Трое будущих заложников добрались до огромной, заросшей лесом котловины, дальний конец которой терялся в дымке. По котловине текла, петляя, река. Священная Аумрис, как объявила Серва, охваченная благоговейным возбуждением, несмотря на утомление после прыжка. Колыбель человеческой цивилизации.
Такой они ее и увидели… первые люди, ступившие в эту долину много тысяч лет назад.
Пока она спала, Сорвил отыскал удобное место для обзора среди корней огромного дуба, возвышавшегося на самом краю склона, столь крутого, что он напоминал уже стенку каньона. Там он сидел в полудреме, наблюдая, как темно-серая лента реки с подъемом солнца преображалась, делаясь зеленой, коричневой, синей, а местами таинственно отблескивая серебром. Река Аумрис… где высокородные норсираи сложили первые каменные города, где люди, подобно детям, преклонив колени, учились у своих противников Нелюдей искусству, торговле и магии.

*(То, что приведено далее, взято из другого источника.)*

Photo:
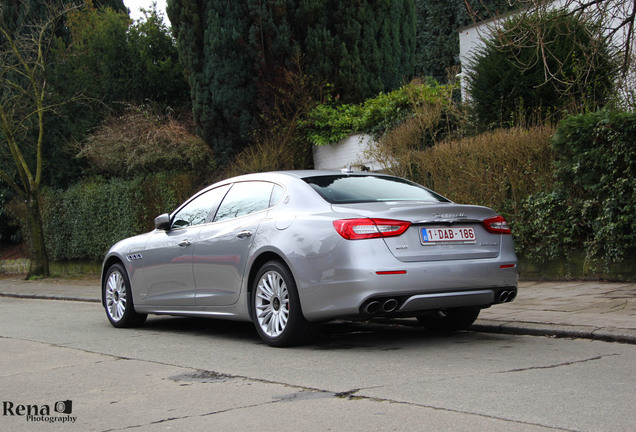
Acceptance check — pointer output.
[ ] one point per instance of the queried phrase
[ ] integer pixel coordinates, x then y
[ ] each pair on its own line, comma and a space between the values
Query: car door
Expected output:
169, 278
222, 248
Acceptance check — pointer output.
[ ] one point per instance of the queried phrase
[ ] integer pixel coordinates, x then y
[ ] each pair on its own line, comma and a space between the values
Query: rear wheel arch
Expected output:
256, 266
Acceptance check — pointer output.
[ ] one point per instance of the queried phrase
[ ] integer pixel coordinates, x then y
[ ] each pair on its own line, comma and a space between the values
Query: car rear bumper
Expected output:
352, 282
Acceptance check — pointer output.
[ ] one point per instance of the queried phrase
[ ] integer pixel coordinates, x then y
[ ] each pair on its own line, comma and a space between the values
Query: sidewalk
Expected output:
588, 310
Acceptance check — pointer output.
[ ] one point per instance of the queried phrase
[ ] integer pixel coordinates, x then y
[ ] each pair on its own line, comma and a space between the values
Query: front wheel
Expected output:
452, 319
276, 308
118, 299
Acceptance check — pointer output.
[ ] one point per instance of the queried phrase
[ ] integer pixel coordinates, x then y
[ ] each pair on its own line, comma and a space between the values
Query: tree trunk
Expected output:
39, 265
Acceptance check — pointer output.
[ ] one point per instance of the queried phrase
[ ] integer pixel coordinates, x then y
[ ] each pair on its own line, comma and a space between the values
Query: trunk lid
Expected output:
438, 231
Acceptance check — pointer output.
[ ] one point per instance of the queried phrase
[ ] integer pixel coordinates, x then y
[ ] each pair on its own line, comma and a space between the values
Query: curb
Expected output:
604, 334
50, 297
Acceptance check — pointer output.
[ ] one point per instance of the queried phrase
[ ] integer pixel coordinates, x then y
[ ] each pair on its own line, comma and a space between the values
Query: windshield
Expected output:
343, 189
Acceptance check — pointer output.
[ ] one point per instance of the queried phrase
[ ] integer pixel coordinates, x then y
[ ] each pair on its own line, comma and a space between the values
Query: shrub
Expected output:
82, 222
329, 123
593, 204
540, 67
143, 141
498, 169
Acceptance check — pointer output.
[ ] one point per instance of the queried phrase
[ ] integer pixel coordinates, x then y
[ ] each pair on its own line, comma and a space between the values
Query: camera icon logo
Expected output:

Развалины он заметил не сразу.
Вначале обрисовались их общие контуры, наподобие некой пиктограммы, нарисованной меж деревьев для Небес. Потом Сорвил начал различать отдельные строения, выдающиеся из-под полога леса: проемы древних башен, некогда мощные крепостные стены. Если прежде он озирал величественную природную долину, теперь же узрел древнее кладбище, где все говорило о потерях и глубине истории. Теперь казалось даже странным, что он не увидел этих следов прежде. Они проступали, словно галеотская татуировка, повсюду внизу…
Останки некогда могучего города.
Серва вдруг так горестно зарыдала во сне, что Сорвил с Моэнгусом оба ринулись к ней. А когда Сорвил застыл в нерешительности над мечущейся девушкой, принц-империал отодвинул его и сгреб ее в охапку. Она проснулась, не прекращая плакать.
Отчего-то вид благодарно ухватившейся за брата Сервы потряс его чуть ли не так же сильно, как падение Сакарпа. Все складывалось таким образом, что борьба аспект-императора против второго конца света выходила вполне правым делом. Мощь войска Великого Похода. Эскелес и его преподанный на равнине урок, лишающий спокойствия. Шпион-перерожденец, столь выразительно раскрытый в Амбиликасе. Ужас Полчища и хитрость Легиона Тройного Бремени. Да, хотя бы то доверие, которое Анасуримбор оказал ему, своему врагу.
Не говоря уже о сияющей сущности самого аспект-императора.
Сорвил знал, что ей снился этот безымянный город внизу. Она вновь переживала весь ужас его разрушения, когда он просто озирал почти заросший отпечаток улиц. И его вдруг пронзила та боль с неведомой прежде силой. Вид рыдающей Сервы вырвал из небытия картины, ввергшие в пучину горя ту, что казалась не поддающейся печали. До его слуха, казалось, донеслись бьющиеся на ветру трубные звуки тревоги, когда тот Смерч, который Эскелес всегда описывал в самых мрачных красках, стремительно несся на город…
Конечно, нет ничего легче, чем возложить вину на мертвых, пока они остаются в своем небытии.
Она перенесла их к этим руинам, хотя могла гораздо дальше, через всю долину. Заклинание сильно утомило ее, как и обычно, но Серва все же настояла на том, чтобы вместе с ними пройтись по улицам древней Трайси, священной Матери Городов.